Strategic default also has a negative impact on the economy of a country or state. Future loans become more expensive as a way to enable the lender to recoup the loss and many good borrowers are denied, making the mortgage industry inefficient. As a consequence, economic recovery slows down or may even be in danger of collapsing.
Strategic default benefits, if any, are short-term and cannot compensate for the drawbacks. The defaulter/borrower gets rid of the millstone that is his loan and he can use the money that would have gone into loan payment for other purposes. The rise in strategic mortgage defaults may push banks and the government to rethink financial policies to discourage homeowners from resorting to this option. If the borrower lives in one of the eleven states that do not have recourse terms, then doing a strategic default does not expose him to the resulting legal remedies that the lender can avail of, such as having the borrower’s income garnished or his personal properties confiscated.
The parameters of strategic default have been argued by some people. When is a person classified as purposely not paying his debt? In a strategic default setting, the borrower pays his other obligations, such as credit cards and car loans, but neglects payment on his property loan. But it is debatable if the non-payment is intentional or he just does not have enough money to cover all the payments due and he chooses instead to pay the loans that best serve his purpose. In any case, it is only normal not to want to pay for a submerged equity, where the loan has exceeded the value of the house.

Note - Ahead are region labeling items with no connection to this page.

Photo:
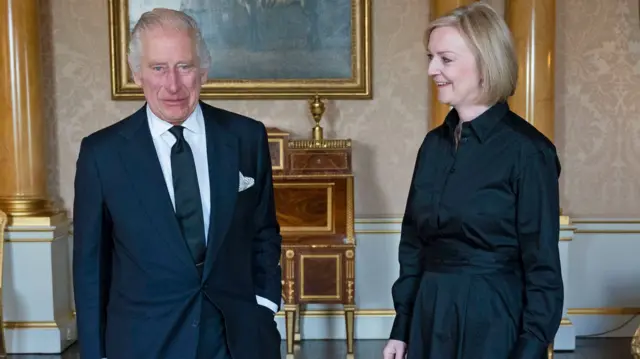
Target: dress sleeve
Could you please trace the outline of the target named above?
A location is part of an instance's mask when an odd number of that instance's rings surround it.
[[[510,359],[539,359],[553,342],[564,301],[558,241],[560,163],[553,148],[527,156],[517,178],[517,229],[524,269],[522,331]]]
[[[416,200],[416,178],[419,177],[423,147],[424,144],[416,158],[405,213],[402,219],[400,245],[398,247],[400,276],[391,289],[396,317],[391,328],[390,339],[400,340],[405,343],[409,339],[413,305],[423,273],[424,248],[413,213],[413,208],[415,207],[413,202]]]

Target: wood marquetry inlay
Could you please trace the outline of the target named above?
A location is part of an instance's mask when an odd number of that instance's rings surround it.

Strategic Default in Short Sales
As borrowers have become more aware of the idea of strategic default, we are seeing it more and more in the field of short sales. Though it is commonly said that borrowers do not HAVE to be in default to qualify for a short sale, most banks will not seriously consider a file until the borrower is late on payments. After all, if the lender is still receiving their money each month, why should they have any reason to believe the borrower is struggling? It’s looked at like this: Some borrowers are pending their last dime just to make another month’s mortgage payment on a home they are already “upside down” on. Why spend all of their money when they know they’ll end up resulting to a short sale or foreclosure eventually once all of there funds run out? It’s basically delaying the inevitable. However, many borrowers find strategic default immoral and believe that since they signed a contract stating they would pay the bank back a certain amount, it is now their duty to continue paying until it simply becomes impossible. In the end, government must collaborate with the concerned agencies and financial institutions to find ways to protect the homeowner and resolve this threat to the economy. The amendment of policies on loans and mortgages may yet put a stop to the rising trend of strategic mortgage default.